Un artista ribelle, eccentrico, impossibile da incasellare. La Galleria civica MO.C.A. di Montecatini Terme rende omaggio a Galeazzo Nardini con una mostra che ne celebra le posizioni radicali proponendo il suo lavoro più rivoluzionario e impattante. “Arte Sciopero”, curata da Cesare Biasini Selvaggi, è una sorta di performance postuma: in mostra oltre 120 opere tra tele, cartoni, quaderni e materiali d’archivio, molte delle quali esposte al pubblico per la prima volta, che ripercorrono i quarant’anni – dal 1976 al 2016, anno della sua scomparsa – in cui l’artista ha elaborato la parola “sciopero” in un mantra, ripetuto e rielaborato in varie forme. Una parola che non è mero simbolo ma portatrice di un contenuto esperito con la vita: l’artista, con un gesto clamoroso, decise di sottrarsi alle regole del mercato, elaborando quest’unico vocabolo su svariati tipi di supporti e con modalità differenti e sempre creative, ma astenendosi dalla vendita delle proprie opere. Una ribellione autentica e vitale contro lo sfruttamento degli artisti e la mercificazione dell’arte, una “performance totale”, come è stata definita, che esercitò per tutta la vita, trasformando la parola in un contenuto artistico di estrema potenza comunicativa.

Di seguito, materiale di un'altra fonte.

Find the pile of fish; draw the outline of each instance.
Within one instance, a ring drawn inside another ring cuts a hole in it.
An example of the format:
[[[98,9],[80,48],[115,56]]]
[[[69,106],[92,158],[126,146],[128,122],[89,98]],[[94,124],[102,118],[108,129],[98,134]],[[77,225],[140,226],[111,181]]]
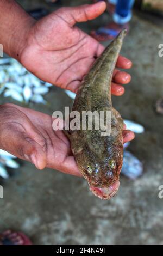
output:
[[[0,59],[0,94],[28,104],[30,101],[46,104],[43,98],[52,85],[30,73],[17,60]]]
[[[0,177],[3,179],[9,178],[7,167],[12,169],[17,169],[20,167],[19,164],[15,160],[16,158],[11,154],[0,149]]]

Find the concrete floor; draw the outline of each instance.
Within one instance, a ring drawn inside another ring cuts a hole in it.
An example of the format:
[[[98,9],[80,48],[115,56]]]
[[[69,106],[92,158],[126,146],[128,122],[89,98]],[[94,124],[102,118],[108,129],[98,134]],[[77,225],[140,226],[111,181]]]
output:
[[[43,2],[21,2],[26,7],[27,3]],[[89,32],[107,20],[105,14],[82,28]],[[21,162],[20,169],[11,172],[12,176],[3,182],[1,230],[23,231],[35,245],[163,245],[163,199],[158,198],[158,187],[163,184],[163,118],[153,107],[163,96],[163,58],[158,54],[163,28],[157,23],[135,14],[122,50],[134,62],[132,81],[124,96],[114,98],[123,118],[145,127],[130,147],[143,163],[143,176],[135,181],[122,176],[117,196],[103,201],[89,192],[83,179],[53,170],[38,171]],[[46,98],[48,106],[29,107],[51,114],[72,103],[55,87]]]

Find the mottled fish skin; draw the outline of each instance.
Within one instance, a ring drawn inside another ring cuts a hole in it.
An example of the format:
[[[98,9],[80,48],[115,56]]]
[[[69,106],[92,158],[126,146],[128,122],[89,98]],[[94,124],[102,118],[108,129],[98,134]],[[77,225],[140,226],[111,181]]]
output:
[[[72,107],[73,111],[110,111],[111,135],[102,137],[101,131],[70,130],[72,151],[79,170],[87,180],[90,188],[113,187],[119,184],[123,162],[123,121],[112,107],[111,84],[113,71],[121,49],[125,29],[106,47],[95,62],[82,82]],[[115,192],[99,195],[108,199]]]

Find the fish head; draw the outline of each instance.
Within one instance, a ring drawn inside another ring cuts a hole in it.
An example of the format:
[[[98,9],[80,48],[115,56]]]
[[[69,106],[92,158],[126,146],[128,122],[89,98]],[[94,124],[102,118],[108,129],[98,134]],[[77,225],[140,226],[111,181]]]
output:
[[[119,176],[123,162],[123,146],[114,145],[97,155],[84,149],[76,156],[77,162],[90,190],[101,199],[115,196],[120,186]]]

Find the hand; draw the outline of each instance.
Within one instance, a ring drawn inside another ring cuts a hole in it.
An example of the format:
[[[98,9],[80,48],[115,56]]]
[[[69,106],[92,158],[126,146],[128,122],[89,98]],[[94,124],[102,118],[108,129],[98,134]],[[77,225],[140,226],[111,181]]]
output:
[[[14,104],[0,106],[0,148],[29,161],[40,169],[45,167],[82,176],[62,131],[53,131],[48,115]],[[125,128],[125,127],[124,127]],[[124,143],[134,134],[123,132]]]
[[[19,60],[40,79],[77,92],[83,76],[104,50],[104,46],[75,26],[95,19],[104,12],[104,2],[78,7],[62,8],[36,21],[31,27]],[[128,69],[131,62],[120,57],[117,67]],[[124,92],[130,76],[116,70],[112,93]]]

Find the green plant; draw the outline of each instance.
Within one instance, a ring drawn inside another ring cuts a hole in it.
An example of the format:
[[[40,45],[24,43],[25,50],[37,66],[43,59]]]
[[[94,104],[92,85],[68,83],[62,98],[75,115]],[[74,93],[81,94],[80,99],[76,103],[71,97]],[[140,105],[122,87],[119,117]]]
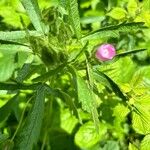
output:
[[[107,2],[98,11],[104,1],[40,9],[21,0],[32,24],[22,14],[22,29],[0,31],[1,149],[149,148],[149,24],[131,14],[135,3],[139,16],[147,12],[149,0],[123,1],[128,13],[119,0]],[[99,24],[94,13],[103,14]],[[117,55],[99,62],[95,50],[106,42]]]

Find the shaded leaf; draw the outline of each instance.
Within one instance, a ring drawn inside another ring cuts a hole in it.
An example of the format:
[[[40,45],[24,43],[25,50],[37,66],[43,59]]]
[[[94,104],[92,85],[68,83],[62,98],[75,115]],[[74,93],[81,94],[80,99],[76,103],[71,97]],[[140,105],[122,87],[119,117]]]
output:
[[[126,11],[123,8],[115,7],[107,15],[113,19],[120,20],[126,17]]]
[[[78,39],[81,38],[80,17],[77,0],[67,0],[68,15],[72,28]]]
[[[94,76],[96,77],[97,81],[99,81],[100,83],[103,83],[104,86],[107,86],[108,88],[110,88],[122,100],[124,100],[124,101],[127,100],[126,96],[123,94],[123,92],[121,91],[119,86],[111,78],[109,78],[106,74],[104,74],[103,72],[100,72],[98,70],[96,70],[94,74],[95,74]],[[99,77],[99,79],[98,79],[98,77]]]
[[[30,31],[29,34],[34,37],[41,36],[41,34],[37,31]],[[26,41],[26,36],[27,35],[25,31],[10,31],[10,32],[0,31],[0,40],[3,41],[24,43],[24,41]]]
[[[150,148],[150,134],[146,135],[141,142],[141,150],[149,150]]]
[[[11,111],[13,110],[13,107],[16,104],[17,98],[18,94],[12,97],[10,100],[8,100],[8,102],[0,108],[0,122],[2,122],[10,115]]]
[[[80,148],[90,148],[100,141],[105,135],[107,129],[103,124],[99,125],[100,131],[97,133],[93,122],[87,122],[82,125],[75,134],[75,143]]]
[[[145,28],[143,24],[143,22],[133,22],[104,27],[85,35],[82,40],[99,39],[104,37],[119,37],[120,32],[130,32],[132,30],[140,30]]]
[[[42,21],[41,11],[37,0],[21,0],[21,2],[26,9],[34,28],[44,34],[46,26]]]
[[[32,109],[16,139],[15,149],[32,150],[33,145],[36,144],[44,115],[44,102],[45,88],[40,85],[35,93]]]

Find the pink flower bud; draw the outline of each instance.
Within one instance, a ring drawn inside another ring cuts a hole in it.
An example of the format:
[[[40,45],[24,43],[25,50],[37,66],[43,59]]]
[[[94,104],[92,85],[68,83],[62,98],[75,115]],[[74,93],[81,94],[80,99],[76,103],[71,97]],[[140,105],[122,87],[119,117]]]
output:
[[[112,59],[116,55],[116,50],[111,44],[102,44],[96,51],[96,58],[101,61]]]

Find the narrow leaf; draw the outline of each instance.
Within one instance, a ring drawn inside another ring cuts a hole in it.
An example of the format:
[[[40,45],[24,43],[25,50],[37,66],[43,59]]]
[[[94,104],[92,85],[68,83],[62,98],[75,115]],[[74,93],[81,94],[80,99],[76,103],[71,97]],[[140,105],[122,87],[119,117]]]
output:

«Proclamando lo sciopero nel 1976 e scrivendo ossessivamente solo la parola SCIOPERO fino al giorno della sua morte, Nardini non è “uscito” dal perimetro del fare arte ma, per dirla con categorie del filosofo contemporaneo Giorgio Agamben, ha “disattivato” il dispositivo della produzione artistica. Il suo è stato l’atto di rendere inoperosa una funzione specifica (l’eseguire oggetti per il mercato) in favore della pura potenza della creazione», ha spiegato il curatore Cesare Biasini Selvaggi.
Personaggio eclettico, nato a Pescia nel 1938 e formatosi in ambiente internazionale – da Parigi a Londra – Nardini fu sportivo, pittore, esperto di diamanti grezzi, personaggio televisivo, redattore per il giornale satirico Il Male e fondatore dell’Università Utopica e/o Ubiquitopica. Lo “sciopero” rimane la sua espressione fondante e lascito di valore assoluto.
In mostra è allestita anche una sezione dedicata al film-documentario “ARTE SCIOPERO”, un atto radicale di arte e resistenza, diretto da Luca Immesi, scritto e prodotto con la figlia dell’artista Hélène Nardini, che esplora la vita di Galeazzo Nardini, evidenziando come l’Arte Sciopero abbia pervaso ogni aspetto della sua esistenza.
Promossa dal Comune di Montecatini Terme – città dove l’artista ha vissuto e lavorato – in collaborazione con l’Archivio Galeazzo Nardini e prodotta da Contemplazioni, l’esposizione è aperta a ingresso gratuito dal 22 marzo al 7 giugno.